Commitment – Definition: 1) Something that takes up time or energy, especially an obligation 2) loyalty, devotion or dedication to a cause, person or relationship 3) a promise, pledge or vow.
I have this thing about commitment. I’ve always believed that if you make a commitment, you are obligated to keep it. Whether it’s a promise to a person or a job, I feel it should be kept.
I’m not sure when I became so convicted about this word, but maybe it was when I worked for Kraft Foods and learned the founder, J.L. Kraft’s motto was “What we say do, we do do.” As a loyal employee, I devoted myself to that motto and being a person of my word.

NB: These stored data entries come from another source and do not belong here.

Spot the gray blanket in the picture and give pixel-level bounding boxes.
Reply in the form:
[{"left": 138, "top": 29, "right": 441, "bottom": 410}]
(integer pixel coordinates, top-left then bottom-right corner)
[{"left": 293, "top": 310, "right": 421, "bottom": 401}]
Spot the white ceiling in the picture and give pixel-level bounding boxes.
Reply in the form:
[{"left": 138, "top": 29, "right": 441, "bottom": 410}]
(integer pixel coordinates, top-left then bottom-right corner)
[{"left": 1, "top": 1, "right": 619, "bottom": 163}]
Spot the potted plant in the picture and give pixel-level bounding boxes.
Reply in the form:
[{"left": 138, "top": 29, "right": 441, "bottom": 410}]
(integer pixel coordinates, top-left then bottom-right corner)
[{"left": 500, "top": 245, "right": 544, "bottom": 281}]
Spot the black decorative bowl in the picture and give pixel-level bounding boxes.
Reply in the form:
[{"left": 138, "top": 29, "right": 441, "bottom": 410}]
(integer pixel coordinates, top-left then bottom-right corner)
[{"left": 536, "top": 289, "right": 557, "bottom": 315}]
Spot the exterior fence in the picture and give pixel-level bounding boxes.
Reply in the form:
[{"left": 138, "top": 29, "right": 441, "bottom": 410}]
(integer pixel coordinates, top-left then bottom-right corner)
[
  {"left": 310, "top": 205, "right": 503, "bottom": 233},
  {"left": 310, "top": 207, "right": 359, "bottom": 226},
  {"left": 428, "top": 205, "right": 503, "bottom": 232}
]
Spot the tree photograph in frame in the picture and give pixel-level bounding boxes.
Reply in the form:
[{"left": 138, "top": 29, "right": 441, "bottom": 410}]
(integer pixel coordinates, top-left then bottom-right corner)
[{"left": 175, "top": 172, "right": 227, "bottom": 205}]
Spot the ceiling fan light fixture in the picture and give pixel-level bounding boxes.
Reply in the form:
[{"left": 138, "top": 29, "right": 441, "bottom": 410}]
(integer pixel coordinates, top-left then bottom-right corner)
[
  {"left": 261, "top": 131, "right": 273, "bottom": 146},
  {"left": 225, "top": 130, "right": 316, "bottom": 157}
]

The concept of commitment was further emphasized when my son played soccer. If players on his team failed to show up for a game, the rest of the players had to play twice as hard without any rest, which was not only unfair, but hurt the entire team’s chances.

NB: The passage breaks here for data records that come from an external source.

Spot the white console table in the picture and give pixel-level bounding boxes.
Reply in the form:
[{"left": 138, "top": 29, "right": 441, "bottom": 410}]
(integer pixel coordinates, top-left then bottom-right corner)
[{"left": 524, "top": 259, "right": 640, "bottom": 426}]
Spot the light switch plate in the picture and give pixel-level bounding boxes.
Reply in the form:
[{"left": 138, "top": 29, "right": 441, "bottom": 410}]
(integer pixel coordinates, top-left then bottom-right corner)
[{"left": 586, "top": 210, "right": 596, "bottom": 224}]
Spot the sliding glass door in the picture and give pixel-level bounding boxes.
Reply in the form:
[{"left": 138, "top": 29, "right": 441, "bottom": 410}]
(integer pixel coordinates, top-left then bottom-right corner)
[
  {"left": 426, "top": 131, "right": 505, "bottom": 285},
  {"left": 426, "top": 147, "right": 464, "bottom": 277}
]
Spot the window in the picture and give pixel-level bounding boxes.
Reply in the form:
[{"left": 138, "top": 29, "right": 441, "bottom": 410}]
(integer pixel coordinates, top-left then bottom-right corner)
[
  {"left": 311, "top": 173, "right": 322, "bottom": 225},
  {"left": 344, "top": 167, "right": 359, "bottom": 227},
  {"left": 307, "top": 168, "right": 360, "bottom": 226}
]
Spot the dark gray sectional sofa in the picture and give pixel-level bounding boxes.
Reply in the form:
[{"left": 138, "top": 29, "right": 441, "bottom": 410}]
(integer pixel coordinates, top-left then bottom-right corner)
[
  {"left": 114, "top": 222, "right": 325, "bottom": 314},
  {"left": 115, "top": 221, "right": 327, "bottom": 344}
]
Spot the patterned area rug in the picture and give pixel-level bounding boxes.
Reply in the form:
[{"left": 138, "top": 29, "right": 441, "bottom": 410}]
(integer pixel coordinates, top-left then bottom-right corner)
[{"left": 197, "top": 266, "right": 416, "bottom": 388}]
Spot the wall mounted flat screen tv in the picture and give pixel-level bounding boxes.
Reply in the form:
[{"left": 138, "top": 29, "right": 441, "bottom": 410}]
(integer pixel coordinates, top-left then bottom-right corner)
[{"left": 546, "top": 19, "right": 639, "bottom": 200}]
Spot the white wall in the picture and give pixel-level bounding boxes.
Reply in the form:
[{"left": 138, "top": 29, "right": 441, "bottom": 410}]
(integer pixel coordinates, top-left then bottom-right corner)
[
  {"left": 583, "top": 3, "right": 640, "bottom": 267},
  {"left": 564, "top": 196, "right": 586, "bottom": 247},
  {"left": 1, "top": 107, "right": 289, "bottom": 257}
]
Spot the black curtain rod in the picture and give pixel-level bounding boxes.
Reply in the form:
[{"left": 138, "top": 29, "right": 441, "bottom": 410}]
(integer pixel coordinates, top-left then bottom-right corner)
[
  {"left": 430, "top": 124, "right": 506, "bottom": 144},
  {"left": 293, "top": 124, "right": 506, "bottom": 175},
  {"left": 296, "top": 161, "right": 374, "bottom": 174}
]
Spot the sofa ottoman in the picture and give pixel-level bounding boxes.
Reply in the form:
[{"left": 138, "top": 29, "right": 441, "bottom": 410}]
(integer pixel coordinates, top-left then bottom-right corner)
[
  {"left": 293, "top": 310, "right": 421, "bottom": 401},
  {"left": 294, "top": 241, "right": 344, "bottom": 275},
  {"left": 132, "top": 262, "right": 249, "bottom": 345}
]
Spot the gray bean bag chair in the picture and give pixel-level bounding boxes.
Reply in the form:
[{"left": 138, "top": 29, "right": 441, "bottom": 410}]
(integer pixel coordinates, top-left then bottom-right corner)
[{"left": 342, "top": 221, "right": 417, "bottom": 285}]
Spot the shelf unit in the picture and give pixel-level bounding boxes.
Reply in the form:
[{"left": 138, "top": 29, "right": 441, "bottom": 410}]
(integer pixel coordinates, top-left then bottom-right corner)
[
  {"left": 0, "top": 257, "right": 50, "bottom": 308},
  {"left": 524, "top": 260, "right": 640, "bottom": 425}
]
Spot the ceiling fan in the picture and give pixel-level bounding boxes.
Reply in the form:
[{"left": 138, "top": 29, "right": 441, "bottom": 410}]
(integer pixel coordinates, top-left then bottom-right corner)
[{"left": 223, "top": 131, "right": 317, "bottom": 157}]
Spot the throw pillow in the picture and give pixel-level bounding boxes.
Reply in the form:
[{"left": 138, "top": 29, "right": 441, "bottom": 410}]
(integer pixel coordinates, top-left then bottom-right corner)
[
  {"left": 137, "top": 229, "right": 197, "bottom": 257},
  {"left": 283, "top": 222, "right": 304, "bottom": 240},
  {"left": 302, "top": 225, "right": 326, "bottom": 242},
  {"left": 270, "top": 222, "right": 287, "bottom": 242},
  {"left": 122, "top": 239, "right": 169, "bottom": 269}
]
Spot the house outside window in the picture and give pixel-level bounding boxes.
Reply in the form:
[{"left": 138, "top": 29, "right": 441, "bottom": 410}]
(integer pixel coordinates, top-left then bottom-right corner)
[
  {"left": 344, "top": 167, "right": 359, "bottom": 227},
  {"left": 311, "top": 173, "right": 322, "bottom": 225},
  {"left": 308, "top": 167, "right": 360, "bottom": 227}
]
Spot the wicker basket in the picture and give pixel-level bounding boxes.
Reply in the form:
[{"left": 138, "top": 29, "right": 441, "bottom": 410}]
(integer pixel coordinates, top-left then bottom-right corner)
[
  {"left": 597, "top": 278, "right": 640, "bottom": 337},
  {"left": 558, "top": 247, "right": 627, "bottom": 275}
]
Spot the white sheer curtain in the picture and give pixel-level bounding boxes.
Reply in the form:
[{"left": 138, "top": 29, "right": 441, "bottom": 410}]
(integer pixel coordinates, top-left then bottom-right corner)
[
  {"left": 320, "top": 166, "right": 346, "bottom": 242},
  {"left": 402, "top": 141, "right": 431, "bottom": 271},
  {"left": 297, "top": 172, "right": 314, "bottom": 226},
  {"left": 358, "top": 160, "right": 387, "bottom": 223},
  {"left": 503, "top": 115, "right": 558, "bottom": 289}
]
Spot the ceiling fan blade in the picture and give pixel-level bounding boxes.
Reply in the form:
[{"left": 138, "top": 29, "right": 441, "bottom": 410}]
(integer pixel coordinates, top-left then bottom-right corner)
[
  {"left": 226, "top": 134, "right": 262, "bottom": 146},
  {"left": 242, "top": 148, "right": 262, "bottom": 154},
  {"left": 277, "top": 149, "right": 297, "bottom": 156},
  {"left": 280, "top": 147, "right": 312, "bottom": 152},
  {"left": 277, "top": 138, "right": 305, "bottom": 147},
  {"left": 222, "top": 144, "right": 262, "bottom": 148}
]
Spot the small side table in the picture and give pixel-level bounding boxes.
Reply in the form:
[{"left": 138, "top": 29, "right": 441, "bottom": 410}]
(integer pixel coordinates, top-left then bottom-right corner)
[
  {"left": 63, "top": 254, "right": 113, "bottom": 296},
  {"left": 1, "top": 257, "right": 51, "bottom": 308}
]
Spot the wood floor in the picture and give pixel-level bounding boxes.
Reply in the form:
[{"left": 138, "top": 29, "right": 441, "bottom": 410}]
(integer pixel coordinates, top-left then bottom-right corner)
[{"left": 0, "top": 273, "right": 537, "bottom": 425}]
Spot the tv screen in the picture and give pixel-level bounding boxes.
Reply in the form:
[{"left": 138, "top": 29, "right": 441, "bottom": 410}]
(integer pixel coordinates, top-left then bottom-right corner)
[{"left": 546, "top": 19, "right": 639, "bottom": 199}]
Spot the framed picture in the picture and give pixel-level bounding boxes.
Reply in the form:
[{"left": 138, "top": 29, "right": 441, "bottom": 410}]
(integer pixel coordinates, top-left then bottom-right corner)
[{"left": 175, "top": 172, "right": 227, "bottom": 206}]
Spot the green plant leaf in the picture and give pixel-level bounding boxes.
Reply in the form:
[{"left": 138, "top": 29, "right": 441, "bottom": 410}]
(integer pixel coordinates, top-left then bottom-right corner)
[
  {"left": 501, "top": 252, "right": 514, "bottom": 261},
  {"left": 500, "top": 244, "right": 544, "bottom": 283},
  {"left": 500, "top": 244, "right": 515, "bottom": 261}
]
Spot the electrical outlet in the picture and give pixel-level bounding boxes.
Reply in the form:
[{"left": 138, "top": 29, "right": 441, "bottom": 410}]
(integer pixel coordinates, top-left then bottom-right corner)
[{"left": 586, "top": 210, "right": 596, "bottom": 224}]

And don’t get me started on lack of commitment in marriage and family relationships. Some people avoid the “big C word” like the plague.
One practice my former employer warned us about was overcommitting and under-delivering. In other words, don’t make promises to customers you can’t keep, no matter how good your intentions are.
Sometimes in life we accidentally overcommit for various reasons. We want to please others, we want to prove we can do something, or we’re afraid to say “no.” Overachievers are usually over-committers too. They think they can do anything and everything – the Superman identity. I know about this because I am one. And because I am, I have accomplished many things.
However, the same over-commitment can lead to burn-out, fatigue or stress. The same tendency can occur in the writing world. Sometimes I’ve taken on too many projects. A writer’s job is no longer just writing. A writer is expected to participate in various forms of social media – Facebook, Twitter, blogging, and email, to name a few.
All this takes time, and if a writer has family obligations, the time allotment is even more difficult to find. Trying to do everything can take time away from the main thing, the first priority, which is to write. Some authors have found a way to handle these commitments efficiently, but for others like me, just the prospect of doing all those things makes me feel stressed. And if I’ve committed to do something and I can’t deliver, then I feel like a failure.
It takes trial and error to find one’s limits, but the reality is that we all have limits. Once we find them, we can say “no” to those things that take time away from the main thing, writing, and not risk under-delivering to anyone.